Investigation on Tensile Deformation Behavior of Semi-Crystalline Polymers

The strain rate, temperature, and microstructure-dependent, tensile-yielding behavior of three semi-crystalline polymers, namely high-density polyethylene (HDPE), polyamide 6 (PA6) and low-density polyethylene (LDPE), was investigated. It is found that, depending on the strain rate and temperature, the three polymers exhibit markedly different tensile deformation behavior, especially the shape of the stress-strain curves. LDPE exhibits a uniform extension and shows no obvious geometrically unstable effect, such as necking, during the overall tensile process. HDPE and PA6, on the other hand, show clear necking and cold-drawing phenomena during the uniaxial tensile process. When considering the effect of strain temperature on necking, significant differences between HDPE and PA6 emerge. For both. the heterogeneous necking disappears and homogeneous deformation occurs with increasing temperature.
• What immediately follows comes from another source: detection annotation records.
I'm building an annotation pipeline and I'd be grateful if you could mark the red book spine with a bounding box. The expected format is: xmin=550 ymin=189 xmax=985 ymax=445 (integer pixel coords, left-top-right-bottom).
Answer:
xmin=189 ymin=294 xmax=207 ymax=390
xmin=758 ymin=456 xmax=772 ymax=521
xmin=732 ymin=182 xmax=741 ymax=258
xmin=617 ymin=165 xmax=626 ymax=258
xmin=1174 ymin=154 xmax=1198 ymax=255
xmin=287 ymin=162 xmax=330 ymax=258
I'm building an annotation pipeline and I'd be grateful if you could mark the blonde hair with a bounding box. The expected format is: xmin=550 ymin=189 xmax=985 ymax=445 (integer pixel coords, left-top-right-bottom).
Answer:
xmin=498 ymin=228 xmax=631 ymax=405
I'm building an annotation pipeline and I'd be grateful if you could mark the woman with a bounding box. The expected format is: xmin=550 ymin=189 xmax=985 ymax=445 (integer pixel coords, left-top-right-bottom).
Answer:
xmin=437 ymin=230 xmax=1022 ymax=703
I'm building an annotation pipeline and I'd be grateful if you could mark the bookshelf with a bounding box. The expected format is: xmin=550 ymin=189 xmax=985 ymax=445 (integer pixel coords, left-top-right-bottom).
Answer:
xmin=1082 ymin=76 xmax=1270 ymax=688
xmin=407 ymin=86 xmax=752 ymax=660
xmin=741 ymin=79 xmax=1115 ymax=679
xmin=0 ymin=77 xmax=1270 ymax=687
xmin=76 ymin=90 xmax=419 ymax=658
For HDPE, the homogeneous deformation takes place in the vicinity of the melting temperature, while for PA6, it takes place close to the glass transition temperature instead. The conventional Yield point, corresponding to the force maximum in stress-strain curves, becomes less defined as the testing temperature is increased. It is applicable, to some extent, to combine the Brereton analysis and Considere construction to predict such a point quantitatively However, this combination can only be suitable for homogeneously deformed material. In addition, it is found that the special, double yielding behavior will take place under certain deformation conditions for all three semi-crystalline polymers. With respect to judging the appearance of the double yielding of polymers, it seems that it can be estimated qualitatively by plotting the compression residual strain-applied strain curves of the samples.